Wordnet: Getting derivationally_related_forms of a word


I am working on an IR project, I need an alternative to both stemming (which returns unreal words) and lemmatization (which may not change the word at all)

So I looked for a way to get forms of a word.

This python script gives me derivationally_related_forms of a word (e.g. "retrieving"), using NLTK and Wordnet:

from nltk.corpus import wordnet as wn    

str = "retrieving"

synsets = wn.synsets(str)

s = set()
result = ""
for synset in synsets:
    related = None
    lemmas = synset.lemmas()
    for lemma in lemmas:
        forms = lemma.derivationally_related_forms()
        for form in forms:
            name = form.name()
            s.add(name)    

print(list(s))

The output is:

['recollection', 'recovery', 'regaining', 'think', 'retrieval', 'remembering', 'recall', 'recollective', 'thought', 'remembrance', 'recoverer', 'retriever']

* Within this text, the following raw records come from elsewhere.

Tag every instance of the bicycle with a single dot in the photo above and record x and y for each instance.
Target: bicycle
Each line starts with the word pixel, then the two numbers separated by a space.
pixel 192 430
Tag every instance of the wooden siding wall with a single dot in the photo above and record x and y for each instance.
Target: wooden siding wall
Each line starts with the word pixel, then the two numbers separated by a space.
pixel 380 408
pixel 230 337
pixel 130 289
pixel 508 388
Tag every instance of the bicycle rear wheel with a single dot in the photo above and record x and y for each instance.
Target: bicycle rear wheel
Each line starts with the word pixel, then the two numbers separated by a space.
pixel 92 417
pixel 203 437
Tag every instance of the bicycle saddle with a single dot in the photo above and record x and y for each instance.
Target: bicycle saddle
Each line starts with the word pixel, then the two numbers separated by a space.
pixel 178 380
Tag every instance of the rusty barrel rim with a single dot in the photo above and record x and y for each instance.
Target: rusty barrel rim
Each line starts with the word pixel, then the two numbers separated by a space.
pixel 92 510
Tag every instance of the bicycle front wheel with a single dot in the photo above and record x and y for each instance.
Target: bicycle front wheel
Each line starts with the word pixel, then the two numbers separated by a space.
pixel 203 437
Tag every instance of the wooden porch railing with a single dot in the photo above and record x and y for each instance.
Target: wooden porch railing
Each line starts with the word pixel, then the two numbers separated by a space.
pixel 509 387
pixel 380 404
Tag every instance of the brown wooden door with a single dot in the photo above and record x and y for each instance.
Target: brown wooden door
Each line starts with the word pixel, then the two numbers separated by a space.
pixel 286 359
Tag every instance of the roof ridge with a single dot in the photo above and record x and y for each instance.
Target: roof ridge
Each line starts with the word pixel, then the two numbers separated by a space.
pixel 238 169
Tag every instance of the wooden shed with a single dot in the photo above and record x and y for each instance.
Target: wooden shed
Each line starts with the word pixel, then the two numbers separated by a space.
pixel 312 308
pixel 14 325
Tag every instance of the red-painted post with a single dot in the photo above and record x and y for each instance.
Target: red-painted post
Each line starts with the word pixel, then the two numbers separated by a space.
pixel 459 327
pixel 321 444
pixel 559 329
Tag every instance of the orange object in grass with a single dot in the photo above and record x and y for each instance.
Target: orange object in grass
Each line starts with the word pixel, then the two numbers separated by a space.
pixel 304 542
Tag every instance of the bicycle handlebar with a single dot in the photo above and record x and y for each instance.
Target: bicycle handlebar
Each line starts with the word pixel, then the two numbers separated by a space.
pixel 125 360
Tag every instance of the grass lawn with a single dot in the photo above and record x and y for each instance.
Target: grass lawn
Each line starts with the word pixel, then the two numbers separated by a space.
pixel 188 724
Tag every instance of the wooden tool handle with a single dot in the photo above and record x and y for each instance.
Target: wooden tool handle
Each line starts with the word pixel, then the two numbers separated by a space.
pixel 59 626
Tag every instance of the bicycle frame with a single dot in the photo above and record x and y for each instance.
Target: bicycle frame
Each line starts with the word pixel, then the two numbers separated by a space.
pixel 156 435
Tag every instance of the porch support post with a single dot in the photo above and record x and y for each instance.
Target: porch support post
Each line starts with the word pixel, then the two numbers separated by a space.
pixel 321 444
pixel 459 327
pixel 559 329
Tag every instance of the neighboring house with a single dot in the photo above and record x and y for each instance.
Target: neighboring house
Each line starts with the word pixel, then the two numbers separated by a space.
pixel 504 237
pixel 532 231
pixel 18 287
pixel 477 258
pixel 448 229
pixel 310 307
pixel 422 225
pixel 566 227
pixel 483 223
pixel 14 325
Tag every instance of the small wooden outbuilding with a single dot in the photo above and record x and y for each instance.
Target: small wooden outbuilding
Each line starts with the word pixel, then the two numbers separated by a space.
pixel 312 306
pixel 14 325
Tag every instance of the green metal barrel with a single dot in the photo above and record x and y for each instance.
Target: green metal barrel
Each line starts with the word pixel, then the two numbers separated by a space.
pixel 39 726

But what I really want is only : 'retrieval' , 'retriever' , not 'think' or 'recovery'...etc

and the result is also missing other forms, such as: 'retrieve'

I know that the problem is that "synsets" include words different from my input word, so I get unrelated derivated forms

Is there a way to get the result I am expecting?


Solution

  • You could do what you currently do, then run a stemmer over the word list you get, and only keep the ones that have the same stem as the word you want.

    Another approach, not using Wordnet, is to get a large dictionary that contains all derived forms, then do a fuzzy search on it. I just found this: https://github.com/dwyl/english-words/ (Which links back to this question How to get english language word database? )

    The simplest algorithm would be an O(N) linear search, doing Levenshtein Distance on each. Or run your stemmer on each entry.

    If efficiency starts to be a concern... well, that is really a new question, but the first idea that comes to mind is you could do a one-off indexing of all entries by the stemmer result.